We have demonstrated that induction of mucosal tolerance to E-selectin, a cytokine-inducible adhesion molecule restricted to activating blood vessels, prevents ischemic and hemorrhagic stroke in spontaneously hypertensive, genetically stroke-prone (SHR-SP) rats. We now examine whether mucosal tolerance to E-selectin has protective effects in ischemic brain damage after permanent middle cerebral artery occlusion (MCAO) in SHR-SP rats and whether these effects are related to generation of regulatory T cells. Rats were exposed to intranasal administration of E-selectin every other day for 10 days (single tolerization group) or on two tolerization schedules separated by 11 days (booster tolerization group). Control groups received PBS on corresponding schedules. MCAO was performed 48 h after the last dose of E-selectin or PBS. There were 45.8% and 37.9% (P < 0.05) decreases of infarction volume in the E-selectin booster group compared with the PBS group at 6 and 48 h, respectively. Single tolerization with E-selectin had only a slight trend toward a decrease in infarction volume (6.3%). CD8-positive cells were decreased in brains of E-selectin booster animals (46.6%, P < 0.01) compared with controls; splenocyte-culture supernatant levels of IL-10 were increased (59.3%, P < 0.05) in E-selectin booster animals. A decrease of infarction volume (34%, P < 0.05) was also observed in SHR-SP rats subjected to MCAO after adoptive transfer of splenocytes from E-selectin-tolerized compared with PBS-tolerized donors. The results indicate that, in addition to preventing stroke, mucosal tolerance to E-selectin is cytoprotective. Thus, immunomodulation targeted to activated blood vessel segments can both reduce stroke occurrence and attenuate brain damage if a stroke supervenes.

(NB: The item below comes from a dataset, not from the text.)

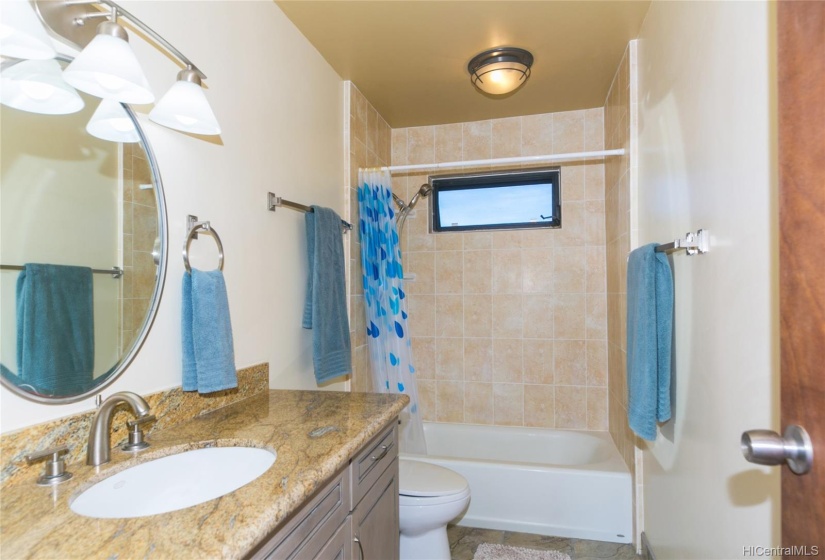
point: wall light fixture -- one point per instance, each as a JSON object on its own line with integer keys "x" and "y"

Induction of mucosal tolerance to E-selectin prevents ischemic and hemorrhagic stroke in spontaneously hypertensive genetically stroke-prone rats.

BACKGROUND AND PURPOSE: Inflammatory and immune mechanisms can precipitate cerebrovascular thrombosis and hemorrhage. Immunologic tolerance can be induced to a specific antigen by intranasal instillation of that antigen. Lymphocytes tolerized in this way provide local immunosuppression on restimulation with the same antigen. This study tests whether tolerization of lymphocytes to E-selectin can suppress local vessel activation and prevent stroke. METHODS: Spontaneously hypertensive genetically stroke-prone rats (n=113) were distributed among the following studies: comparison of ischemic infarcts/intraparenchymal hemorrhages after single or repetitive tolerization schedules with ovalbumin, E-selectin, or PBS; comparison of E-selectin tolerization- and PBS tolerization-induced suppression of delayed-type hypersensitivity in animals subsequently sensitized to E-selectin; and comparison of PBS-, ovalbumin-, and E-selectin-tolerized groups (after intravenous lipopolysaccharide to activate vessels) regarding transforming growth factor-beta1-positive splenocyte counts, plasma interferon-gamma levels, anti-human E-selectin antibodies, endothelial intercellular adhesion molecule-1, and anti-endothelial cell antibodies. RESULTS: Nasal instillation of E-selectin, which is specifically expressed on activated endothelium, potently inhibited the development of ischemic and hemorrhagic strokes in spontaneously hypertensive stroke-prone rats with untreated hypertension. Repeated schedules of tolerization were required to maintain the resistance to stroke. Suppression of delayed-type hypersensitivity to E-selectin and increased numbers of transforming growth factor-beta1-positive splenocytes showed that intranasal exposure to E-selectin induced immunologic tolerance. E-selectin tolerization also reduced endothelial activation and immune responses after intravenous lipopolysaccharide, as shown by marked suppression of intercellular adhesion molecule-1 expression, anti-endothelial cell antibodies on luminal endothelium, and plasma interferon-gamma levels compared with the control condition. CONCLUSIONS: The novel findings in this study support further investigation of immunologic tolerance as applied to the prevention of stroke.